Rachel finished fourth on the first day, and raced in a total of eight events over two days. The longer short-track races, 500m, are usually her best events, but her best finish in Oakville was second in the 100m.
“Some people get really, really tired when they do that (500m), but I like to go really fast – and I do go fast a lot – and they go slower when I try to go faster and pass them.
“It’s not that hard because you can pass on the in or outside of them. I usually do my passing on the corners because if they stay too close to the pucks they’ll go ‘out’ because they can’t turn as fast and you just pass ‘in.’ Or if they stay out at first and then they cut in, you just go around them. I usually start on the inside and try to do as many cross-overs as I can.
“Sometimes I get passed, but not usually.”
Blocking someone who is trying to pass is not allowed.
“You’ll be disqualified, so you can’t block them. You have to try to go as fast as you can so they don’t pass you.”
On Sunday she was feeling better, said Dave.
“Rachel went out and gave it her all and ended up finishing her first provincials with a bronze medal. We were very proud of her, and she was very proud to finish the meet she has been working for all year. Third place was awesome.”

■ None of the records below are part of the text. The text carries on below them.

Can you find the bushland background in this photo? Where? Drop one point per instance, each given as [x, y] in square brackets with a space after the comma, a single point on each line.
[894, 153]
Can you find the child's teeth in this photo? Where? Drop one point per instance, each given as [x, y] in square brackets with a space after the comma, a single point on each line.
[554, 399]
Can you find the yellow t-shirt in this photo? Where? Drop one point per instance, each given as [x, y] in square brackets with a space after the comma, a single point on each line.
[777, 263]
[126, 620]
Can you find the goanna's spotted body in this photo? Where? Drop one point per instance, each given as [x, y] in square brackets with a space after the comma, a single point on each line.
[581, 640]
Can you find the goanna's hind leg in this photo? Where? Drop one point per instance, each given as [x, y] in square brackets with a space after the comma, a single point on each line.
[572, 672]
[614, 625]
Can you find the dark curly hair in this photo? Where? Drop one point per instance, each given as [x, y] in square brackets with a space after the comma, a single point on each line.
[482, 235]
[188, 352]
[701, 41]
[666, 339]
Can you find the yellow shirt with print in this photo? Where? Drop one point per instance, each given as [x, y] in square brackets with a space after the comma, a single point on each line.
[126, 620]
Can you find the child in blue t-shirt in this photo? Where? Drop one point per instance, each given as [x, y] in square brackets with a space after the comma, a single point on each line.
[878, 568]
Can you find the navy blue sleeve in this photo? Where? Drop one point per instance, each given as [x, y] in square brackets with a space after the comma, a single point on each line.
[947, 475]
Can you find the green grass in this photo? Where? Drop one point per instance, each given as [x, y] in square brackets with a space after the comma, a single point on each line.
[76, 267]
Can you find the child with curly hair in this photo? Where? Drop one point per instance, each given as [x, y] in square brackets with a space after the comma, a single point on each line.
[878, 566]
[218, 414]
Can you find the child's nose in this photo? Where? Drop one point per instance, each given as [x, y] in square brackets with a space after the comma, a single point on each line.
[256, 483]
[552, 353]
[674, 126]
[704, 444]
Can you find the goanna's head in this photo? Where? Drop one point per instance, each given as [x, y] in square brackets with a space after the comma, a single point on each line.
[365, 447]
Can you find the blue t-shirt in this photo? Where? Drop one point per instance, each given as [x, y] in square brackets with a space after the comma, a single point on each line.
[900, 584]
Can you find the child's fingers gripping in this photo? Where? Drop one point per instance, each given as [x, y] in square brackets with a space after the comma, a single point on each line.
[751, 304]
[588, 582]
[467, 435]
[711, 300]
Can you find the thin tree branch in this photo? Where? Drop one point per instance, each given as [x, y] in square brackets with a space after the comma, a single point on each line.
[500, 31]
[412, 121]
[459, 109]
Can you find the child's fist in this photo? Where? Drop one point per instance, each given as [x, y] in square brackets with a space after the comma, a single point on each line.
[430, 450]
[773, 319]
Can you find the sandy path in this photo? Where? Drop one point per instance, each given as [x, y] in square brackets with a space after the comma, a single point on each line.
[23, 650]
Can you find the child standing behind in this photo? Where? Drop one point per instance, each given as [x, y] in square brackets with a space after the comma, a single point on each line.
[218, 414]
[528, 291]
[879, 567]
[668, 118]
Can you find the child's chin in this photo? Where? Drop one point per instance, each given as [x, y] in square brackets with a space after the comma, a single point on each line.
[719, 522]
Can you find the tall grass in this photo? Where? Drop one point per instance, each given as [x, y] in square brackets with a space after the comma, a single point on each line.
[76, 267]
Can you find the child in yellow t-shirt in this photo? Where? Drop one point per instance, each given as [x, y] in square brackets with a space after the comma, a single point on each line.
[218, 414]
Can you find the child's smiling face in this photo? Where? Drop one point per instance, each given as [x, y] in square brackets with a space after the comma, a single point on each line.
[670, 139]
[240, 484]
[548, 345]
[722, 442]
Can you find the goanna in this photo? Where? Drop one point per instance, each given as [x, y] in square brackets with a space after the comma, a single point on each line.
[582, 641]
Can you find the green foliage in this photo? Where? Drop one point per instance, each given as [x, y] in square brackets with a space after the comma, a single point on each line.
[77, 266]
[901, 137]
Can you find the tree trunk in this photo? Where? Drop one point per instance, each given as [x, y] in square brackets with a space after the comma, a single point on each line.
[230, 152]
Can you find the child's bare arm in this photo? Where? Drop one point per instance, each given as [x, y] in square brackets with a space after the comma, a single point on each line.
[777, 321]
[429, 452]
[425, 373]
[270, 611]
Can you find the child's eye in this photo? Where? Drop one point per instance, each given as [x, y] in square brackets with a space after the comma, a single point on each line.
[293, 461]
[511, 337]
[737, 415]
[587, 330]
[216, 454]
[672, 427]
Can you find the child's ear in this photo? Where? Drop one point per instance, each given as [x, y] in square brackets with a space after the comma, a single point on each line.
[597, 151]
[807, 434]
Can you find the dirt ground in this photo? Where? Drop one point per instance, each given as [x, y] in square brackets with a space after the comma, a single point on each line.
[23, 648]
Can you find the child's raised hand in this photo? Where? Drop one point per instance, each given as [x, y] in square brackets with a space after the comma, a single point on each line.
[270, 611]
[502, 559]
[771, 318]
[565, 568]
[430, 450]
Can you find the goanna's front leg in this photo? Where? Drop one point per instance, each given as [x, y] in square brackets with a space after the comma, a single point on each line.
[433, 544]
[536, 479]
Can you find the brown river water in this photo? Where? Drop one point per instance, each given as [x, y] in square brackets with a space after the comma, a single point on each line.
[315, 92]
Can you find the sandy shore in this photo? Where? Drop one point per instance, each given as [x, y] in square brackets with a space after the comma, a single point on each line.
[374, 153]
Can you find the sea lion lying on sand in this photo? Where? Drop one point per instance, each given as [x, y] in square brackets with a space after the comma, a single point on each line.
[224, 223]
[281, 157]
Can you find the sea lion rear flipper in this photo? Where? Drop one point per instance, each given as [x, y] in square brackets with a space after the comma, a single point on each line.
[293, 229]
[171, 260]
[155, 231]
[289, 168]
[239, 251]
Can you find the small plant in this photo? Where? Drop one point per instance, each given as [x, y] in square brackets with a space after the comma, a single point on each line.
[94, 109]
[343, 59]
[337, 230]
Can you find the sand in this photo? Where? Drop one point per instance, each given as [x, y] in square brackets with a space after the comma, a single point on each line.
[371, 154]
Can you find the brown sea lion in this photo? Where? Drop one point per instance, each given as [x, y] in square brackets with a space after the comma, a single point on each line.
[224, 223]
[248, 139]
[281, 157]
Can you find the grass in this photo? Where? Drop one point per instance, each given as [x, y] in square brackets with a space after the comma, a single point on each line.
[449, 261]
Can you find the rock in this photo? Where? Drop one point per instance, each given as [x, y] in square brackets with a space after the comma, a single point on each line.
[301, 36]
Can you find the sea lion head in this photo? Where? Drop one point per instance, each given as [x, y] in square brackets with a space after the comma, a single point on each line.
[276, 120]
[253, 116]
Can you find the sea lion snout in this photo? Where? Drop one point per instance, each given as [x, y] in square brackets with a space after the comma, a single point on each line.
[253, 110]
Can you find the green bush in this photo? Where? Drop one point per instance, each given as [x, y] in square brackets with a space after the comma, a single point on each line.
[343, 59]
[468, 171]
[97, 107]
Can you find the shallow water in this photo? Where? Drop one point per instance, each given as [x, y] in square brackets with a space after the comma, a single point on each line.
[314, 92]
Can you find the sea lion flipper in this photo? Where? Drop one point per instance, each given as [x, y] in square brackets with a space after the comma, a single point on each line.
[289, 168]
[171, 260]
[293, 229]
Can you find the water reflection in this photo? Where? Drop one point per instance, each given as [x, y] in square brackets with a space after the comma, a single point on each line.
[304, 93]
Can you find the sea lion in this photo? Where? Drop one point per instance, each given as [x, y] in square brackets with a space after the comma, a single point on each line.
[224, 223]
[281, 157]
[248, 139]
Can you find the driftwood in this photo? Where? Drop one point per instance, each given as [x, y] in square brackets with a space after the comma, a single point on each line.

She still has two more years of eligibility at the provincial level before the door opens to Canadians, which have a minimum age of 11 and a required qualifying time.
“She’s not far off that time now,” Dave noted, “and it’s only her second full year of racing at the provincial level.”
Rachel, now 9, has been involved in three types of skating starting with public skates with her father and with her elementary school.
She went on to join the Langton Skating Club where she further developed her skating skills. In her second year at the club, Rachel won the Western Ontario Section BMO CanSkater of the Year, recognizing her commitment to the sport of skating, her enthusiasm, spirit and talent.
A well-rounded athlete, Rachel has also tried soccer, baseball, swimming, and gymnastics. She still does karate with Martial Arts Canada. She gave hockey a try, but it wasn’t fast enough for her.
She was introduced to speed skating while watching the 2010 Winter Olympics on TV.
“She saw Christine Nesbitt, an Olympic gold medalist, skating in the gold medal race,” said Dave, “and said to me that was what she wanted to do – she wanted to go fast.”
London had the closest speed skating program.
“So we went to London twice a week, plus figure skating twice a week in Langton. Rachel loves the ice and she would do anything to be skating every day if she could.”
She placed third in her age category/time class at her first-ever speed skating competition in Milton.
Fast-forward to 2012-13, and Rachel, now 9, is no longer figure skating, but continues to improve in speed skating. In five meets this season she has placed first and second overall, and set new personal bests almost every time.
She also changed clubs switching to the Kitchener-Waterloo Cobras where she trains three times a week.
“At practice you just skate and practice your cross-overs,” said Rachel. “When you do warm-ups at competition, you do your starts. So you go to the middle of the ice and do it. Then you just go fast as you can to do cross-overs.”
Rachel will continue training in Kitchener until the end of March, then moves into the off-season. She plans to add in-line skating to her sports repertoire.
“I am very proud of her for continuing on with what she truly loves to do,” Dave summed up.